O veneranda Madre Natura, che mirabilmente celasti in dolce scrigno le tue grazie... Che con sovrana sapienza disponesti, fra i femorei pilastri della donna – somma creatura, artefice del mondo e custode del mistero – quel sancta sanctorum ineffabile, oggetto di canti, di guerre, di giuramenti e giaculatorie, d’estasi mistiche e brame assai più terrene... Chi avrebbe mai osato profetare che, varcata la soglia del terzo millennio dell’Era volgare, tale tempio – già cantato dai poeti, studiato dai filosofi, ispezionato dai ginecologi e ridisegnato da chirurghi plastici – avrebbe infine conosciuto la sua consacrazione definitiva sotto forma di... maschera? Ma non quella tragica di Sofocle né la larvale di Pirandello.
De vulva illustrissima: trattatello in forma di liturgia cosmetica
No: una maschera vulvare. Per giunta ideata dalla sacerdotessa del selfie e delle labbra rimpolpate: Madonna Belén da Rodriguez. Perché colei che un tempo ammaliava le spiagge di Formentera con le sue forme contese dai paparazzi, oggi si reinventa imprenditrice dell’epidermide, rivelando al mondo intero la sua nuova creatura cosmetica: Mia Libre, maschera per le intimità femminili, balsamo per l’arcano, trattamento d’emergenza per l’anatomia più censurata eppur celebrata della storia umana.
«Ti sembrerà troppo. È esattamente il punto», declamò ella con la sicumera di una novella Saffo, in posa davanti allo specchio, annunciando su Instagram (la Pizia dei nostri tempi) la lieta novella. Perché – sostiene la pulzella – non ci si deve vergognare di prendersi cura del proprio lotus interiore con la stessa solerzia con cui si spande crema sul contorno occhi. E come darle torto? Meno facile è trattenere il riso di fronte all’idea che tanta attenzione venga oggi dispensata in bustina sigillata, profumata e debitamente brandizzata.
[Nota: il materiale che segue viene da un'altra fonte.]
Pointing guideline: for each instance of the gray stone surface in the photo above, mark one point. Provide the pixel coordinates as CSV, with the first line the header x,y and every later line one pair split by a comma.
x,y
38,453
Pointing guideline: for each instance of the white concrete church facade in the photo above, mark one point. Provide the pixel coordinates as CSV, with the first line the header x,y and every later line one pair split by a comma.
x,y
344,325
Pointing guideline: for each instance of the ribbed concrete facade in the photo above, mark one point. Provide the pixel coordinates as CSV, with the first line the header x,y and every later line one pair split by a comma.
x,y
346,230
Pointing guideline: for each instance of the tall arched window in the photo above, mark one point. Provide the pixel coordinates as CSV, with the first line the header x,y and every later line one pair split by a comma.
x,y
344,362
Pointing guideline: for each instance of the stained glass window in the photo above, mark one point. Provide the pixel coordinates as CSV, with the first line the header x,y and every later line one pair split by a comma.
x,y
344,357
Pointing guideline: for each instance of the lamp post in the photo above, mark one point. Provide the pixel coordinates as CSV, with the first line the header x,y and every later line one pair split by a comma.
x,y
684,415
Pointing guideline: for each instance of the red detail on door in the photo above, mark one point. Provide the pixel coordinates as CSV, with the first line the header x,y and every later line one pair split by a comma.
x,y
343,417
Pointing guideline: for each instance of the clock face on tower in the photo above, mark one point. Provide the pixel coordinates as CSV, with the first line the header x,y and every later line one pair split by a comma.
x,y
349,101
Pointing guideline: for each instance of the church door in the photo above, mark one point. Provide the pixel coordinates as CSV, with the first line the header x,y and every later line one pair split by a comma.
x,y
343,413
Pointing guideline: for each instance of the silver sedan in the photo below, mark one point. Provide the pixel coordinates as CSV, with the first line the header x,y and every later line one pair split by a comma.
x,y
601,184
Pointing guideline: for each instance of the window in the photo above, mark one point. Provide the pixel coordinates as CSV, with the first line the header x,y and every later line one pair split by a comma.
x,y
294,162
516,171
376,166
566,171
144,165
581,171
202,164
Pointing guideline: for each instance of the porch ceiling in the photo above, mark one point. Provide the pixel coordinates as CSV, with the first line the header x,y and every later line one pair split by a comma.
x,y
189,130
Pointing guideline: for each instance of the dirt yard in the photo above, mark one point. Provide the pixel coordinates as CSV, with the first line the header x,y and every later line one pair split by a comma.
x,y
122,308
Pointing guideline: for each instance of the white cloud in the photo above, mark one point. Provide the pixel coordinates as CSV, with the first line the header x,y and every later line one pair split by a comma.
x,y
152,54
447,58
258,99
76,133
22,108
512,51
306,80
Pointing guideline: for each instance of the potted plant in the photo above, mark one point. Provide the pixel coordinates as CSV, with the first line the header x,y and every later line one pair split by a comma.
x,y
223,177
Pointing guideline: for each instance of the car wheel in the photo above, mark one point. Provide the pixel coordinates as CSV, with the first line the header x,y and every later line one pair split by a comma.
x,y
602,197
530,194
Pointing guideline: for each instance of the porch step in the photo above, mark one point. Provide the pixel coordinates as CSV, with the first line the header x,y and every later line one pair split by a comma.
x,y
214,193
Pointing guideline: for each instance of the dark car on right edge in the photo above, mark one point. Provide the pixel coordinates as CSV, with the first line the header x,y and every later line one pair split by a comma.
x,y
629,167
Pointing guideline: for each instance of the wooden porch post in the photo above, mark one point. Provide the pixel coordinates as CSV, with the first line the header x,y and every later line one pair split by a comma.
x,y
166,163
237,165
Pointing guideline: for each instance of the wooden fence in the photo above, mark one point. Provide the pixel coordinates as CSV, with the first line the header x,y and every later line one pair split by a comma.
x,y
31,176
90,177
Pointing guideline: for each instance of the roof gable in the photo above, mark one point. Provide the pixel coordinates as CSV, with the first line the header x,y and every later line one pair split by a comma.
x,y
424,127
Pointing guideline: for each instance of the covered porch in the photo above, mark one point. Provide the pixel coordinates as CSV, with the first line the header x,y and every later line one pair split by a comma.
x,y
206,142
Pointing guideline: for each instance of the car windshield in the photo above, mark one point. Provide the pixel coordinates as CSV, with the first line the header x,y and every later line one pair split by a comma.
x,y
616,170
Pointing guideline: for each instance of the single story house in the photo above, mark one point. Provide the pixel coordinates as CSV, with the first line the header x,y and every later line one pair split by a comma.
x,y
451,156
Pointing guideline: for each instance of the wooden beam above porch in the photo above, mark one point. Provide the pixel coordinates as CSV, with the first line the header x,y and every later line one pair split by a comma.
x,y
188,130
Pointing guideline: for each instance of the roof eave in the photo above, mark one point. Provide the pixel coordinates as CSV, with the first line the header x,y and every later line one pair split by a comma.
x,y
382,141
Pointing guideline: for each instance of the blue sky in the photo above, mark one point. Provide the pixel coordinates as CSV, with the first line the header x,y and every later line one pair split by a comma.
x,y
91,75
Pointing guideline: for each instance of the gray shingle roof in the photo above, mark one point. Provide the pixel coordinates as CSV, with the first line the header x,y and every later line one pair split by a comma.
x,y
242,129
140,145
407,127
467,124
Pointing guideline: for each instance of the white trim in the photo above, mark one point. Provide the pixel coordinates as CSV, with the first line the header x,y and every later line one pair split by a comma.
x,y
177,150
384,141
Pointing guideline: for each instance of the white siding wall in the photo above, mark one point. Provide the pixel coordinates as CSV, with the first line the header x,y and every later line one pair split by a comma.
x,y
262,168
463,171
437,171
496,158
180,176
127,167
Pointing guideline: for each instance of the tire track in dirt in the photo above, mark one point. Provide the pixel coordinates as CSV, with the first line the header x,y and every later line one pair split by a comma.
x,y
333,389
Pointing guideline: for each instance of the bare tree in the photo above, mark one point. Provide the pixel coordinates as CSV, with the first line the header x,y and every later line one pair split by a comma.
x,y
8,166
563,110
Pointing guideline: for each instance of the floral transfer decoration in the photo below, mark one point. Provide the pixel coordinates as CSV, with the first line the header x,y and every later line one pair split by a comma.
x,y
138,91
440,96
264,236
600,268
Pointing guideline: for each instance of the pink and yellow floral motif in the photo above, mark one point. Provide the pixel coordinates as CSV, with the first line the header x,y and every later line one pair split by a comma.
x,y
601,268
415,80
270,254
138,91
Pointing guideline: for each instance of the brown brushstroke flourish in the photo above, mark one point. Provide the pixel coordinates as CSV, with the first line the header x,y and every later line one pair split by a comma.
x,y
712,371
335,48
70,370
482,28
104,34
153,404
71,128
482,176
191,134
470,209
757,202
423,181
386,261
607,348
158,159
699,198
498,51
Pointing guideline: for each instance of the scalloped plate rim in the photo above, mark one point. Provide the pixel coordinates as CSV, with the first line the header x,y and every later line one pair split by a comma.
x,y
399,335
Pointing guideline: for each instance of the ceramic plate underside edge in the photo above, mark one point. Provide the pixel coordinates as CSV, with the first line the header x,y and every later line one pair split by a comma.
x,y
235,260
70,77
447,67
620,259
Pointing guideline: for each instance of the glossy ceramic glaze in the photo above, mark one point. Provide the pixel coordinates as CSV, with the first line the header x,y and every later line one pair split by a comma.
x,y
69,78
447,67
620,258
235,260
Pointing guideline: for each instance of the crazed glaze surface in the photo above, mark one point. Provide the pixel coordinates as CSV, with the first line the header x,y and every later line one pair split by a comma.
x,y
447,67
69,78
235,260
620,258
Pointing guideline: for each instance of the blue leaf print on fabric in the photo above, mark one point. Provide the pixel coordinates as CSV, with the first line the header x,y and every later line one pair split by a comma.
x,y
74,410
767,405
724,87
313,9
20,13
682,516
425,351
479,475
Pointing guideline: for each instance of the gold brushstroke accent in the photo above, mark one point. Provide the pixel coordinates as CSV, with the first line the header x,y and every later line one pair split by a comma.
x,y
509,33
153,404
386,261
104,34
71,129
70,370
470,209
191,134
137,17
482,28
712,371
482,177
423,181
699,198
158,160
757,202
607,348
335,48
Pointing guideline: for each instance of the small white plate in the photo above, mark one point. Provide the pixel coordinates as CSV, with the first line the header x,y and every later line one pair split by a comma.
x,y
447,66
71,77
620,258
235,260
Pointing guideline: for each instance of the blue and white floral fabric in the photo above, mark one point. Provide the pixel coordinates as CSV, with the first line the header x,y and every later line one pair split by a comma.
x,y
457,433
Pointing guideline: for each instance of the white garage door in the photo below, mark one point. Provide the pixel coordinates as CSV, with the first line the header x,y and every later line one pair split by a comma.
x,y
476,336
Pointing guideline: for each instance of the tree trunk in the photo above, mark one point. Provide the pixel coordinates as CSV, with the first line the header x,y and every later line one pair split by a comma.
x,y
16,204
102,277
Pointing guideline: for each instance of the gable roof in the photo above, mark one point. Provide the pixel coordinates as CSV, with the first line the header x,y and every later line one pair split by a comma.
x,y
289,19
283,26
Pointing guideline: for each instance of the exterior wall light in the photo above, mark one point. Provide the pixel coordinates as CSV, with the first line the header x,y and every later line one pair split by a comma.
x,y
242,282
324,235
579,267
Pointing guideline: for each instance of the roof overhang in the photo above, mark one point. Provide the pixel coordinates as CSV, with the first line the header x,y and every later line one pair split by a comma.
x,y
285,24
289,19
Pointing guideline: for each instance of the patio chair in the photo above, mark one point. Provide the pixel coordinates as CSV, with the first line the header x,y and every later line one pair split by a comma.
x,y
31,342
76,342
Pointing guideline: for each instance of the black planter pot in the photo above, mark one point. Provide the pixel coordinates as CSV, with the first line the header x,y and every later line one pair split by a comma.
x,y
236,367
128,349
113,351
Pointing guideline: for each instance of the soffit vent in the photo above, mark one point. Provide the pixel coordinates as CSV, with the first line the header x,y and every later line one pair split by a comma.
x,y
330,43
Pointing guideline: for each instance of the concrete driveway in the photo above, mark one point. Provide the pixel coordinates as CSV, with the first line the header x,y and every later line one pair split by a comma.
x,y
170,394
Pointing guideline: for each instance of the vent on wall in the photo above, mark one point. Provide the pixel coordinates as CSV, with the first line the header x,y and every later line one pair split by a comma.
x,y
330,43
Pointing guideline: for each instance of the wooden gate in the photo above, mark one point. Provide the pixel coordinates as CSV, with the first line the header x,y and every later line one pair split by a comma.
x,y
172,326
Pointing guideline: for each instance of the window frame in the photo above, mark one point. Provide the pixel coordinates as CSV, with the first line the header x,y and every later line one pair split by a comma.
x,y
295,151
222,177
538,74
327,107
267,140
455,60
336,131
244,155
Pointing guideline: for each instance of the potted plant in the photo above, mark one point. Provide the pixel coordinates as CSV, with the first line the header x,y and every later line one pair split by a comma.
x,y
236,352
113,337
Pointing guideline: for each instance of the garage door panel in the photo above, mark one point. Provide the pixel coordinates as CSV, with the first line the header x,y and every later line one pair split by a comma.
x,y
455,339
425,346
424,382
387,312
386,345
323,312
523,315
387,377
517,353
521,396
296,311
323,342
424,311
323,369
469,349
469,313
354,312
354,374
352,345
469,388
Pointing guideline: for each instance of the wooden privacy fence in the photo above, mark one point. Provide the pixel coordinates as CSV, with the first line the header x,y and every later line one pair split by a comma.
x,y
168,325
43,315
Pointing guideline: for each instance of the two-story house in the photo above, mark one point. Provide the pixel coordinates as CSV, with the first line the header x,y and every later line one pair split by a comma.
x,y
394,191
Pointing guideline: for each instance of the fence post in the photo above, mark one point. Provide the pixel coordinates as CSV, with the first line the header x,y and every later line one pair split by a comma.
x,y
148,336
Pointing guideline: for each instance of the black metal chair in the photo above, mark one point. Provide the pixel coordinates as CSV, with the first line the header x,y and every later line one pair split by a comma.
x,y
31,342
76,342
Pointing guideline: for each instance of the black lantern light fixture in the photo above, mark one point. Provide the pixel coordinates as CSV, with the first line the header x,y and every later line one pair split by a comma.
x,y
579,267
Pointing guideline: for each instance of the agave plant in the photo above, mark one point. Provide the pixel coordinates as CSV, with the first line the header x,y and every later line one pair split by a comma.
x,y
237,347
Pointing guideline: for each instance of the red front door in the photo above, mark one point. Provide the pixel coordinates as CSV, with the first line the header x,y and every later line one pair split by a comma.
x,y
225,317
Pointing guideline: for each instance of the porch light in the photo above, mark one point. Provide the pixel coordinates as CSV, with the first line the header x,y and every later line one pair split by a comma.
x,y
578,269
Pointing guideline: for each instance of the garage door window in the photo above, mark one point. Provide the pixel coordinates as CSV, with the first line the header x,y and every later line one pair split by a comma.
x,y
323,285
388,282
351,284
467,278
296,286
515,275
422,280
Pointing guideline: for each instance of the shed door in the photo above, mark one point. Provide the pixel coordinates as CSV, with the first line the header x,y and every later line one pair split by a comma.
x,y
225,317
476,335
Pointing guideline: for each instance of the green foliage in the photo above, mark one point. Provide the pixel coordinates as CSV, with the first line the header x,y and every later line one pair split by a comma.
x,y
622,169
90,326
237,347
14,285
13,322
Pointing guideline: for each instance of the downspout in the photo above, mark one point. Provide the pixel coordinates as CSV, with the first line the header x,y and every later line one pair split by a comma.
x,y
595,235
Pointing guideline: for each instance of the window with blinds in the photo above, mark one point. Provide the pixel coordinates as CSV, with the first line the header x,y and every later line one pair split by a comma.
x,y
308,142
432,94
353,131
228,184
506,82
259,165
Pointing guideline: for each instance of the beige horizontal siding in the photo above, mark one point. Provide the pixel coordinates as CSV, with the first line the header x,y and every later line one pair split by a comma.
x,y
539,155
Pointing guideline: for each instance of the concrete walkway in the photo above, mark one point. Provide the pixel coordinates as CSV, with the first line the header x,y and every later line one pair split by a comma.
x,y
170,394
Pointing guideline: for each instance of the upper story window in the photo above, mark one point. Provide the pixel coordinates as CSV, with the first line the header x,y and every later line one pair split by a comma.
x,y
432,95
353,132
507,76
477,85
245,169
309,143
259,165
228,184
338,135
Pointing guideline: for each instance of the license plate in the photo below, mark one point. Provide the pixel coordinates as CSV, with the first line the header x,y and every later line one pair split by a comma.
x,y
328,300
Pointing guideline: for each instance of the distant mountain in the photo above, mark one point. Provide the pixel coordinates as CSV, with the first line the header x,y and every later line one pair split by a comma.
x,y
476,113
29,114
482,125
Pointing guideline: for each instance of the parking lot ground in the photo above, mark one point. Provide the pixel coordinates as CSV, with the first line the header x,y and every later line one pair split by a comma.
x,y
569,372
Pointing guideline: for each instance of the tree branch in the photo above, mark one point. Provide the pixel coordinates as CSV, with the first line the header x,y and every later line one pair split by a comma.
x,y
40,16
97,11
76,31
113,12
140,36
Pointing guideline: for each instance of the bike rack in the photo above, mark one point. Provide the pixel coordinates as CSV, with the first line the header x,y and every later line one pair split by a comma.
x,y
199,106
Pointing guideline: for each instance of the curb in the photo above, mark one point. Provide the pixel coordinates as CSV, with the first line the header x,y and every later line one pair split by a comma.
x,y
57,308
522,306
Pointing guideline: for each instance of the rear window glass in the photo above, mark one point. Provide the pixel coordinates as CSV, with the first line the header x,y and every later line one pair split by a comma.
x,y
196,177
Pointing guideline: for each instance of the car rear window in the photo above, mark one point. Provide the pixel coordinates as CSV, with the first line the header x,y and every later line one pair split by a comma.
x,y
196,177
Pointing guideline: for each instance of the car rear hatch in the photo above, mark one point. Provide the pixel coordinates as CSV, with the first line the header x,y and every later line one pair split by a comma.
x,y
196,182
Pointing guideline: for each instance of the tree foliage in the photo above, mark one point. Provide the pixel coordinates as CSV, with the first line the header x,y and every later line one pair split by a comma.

Il prodotto, manco a dirlo, è a base di ingredienti dermocompatibili, lenitivi e cruelty free. Pensato per rigenerare le mucose, idratare le piccole e grandi labbra (che, ovviamente, non sono quelle del viso) e nutrire quella zona che, da millenni, si occupa di nutrire l’umanità stessa. Quando si dice, ironia degli idrati! Del resto, l’idea ha il suo perché dal momento che il mercato dell’intimacy skincare – dicono gli aruspici moderni noti come analisti finanziari – vale oltre 28 miliardi di dollari. E crescerà, come il numero di filtri su TikTok, fino a toccare 46,8 miliardi entro il 2034. Segno che il sacro delta di Venere non è più un tabù: è un asset. E poi, a volerla dire tutta, le donne da tempo avvertivano che qualcosa là sotto “tirava” poco.
Lo dissero senza reticenze Halle Berry e Naomi Watts, paladine della verità ormonale, denunciando secchezza, stanchezza pelvica, i venti gelidi della menopausa. E se radiofrequenza e laser già promettono miracoli, poteva forse mancare il tocco finale? La maschera. E che maschera! Così, la nobilissima donna Belena – della stirpe delle Madonne imprenditrici e delle Venere d’Instagram, già musa dei rotocalchi – non ha certo scoperto l’acqua calda: l’ha imbottigliata, confezionata e venduta come un unguento miracoloso.
Qualcuno sussurra: è solo marketing. Rispondiamo: e se anche lo fosse? Non è forse un modo per restituire centralità al corpo femminile, scacciandolo dalle segrete dell’imbarazzo? Non è forse più rivoluzionario spalmare un emolliente sulla patonza, anziché offrirla in pasto alle story estive e ai reel da spiaggia? Del resto, se l’utero genera, la vagina crea engagement. Ordunque accogliamo questo nuovo culto con la solennità che merita, intonando un inno alla libertà pelvica, alla cosmesi delle pieghe ed alla sacra unzione del pube. Che la maschera scenda, come sipario sui fasti del pudore. E abbia inizio il rito. Idratate, sorelle, idratate. Con grazia, con gloria e camomilla. Amen.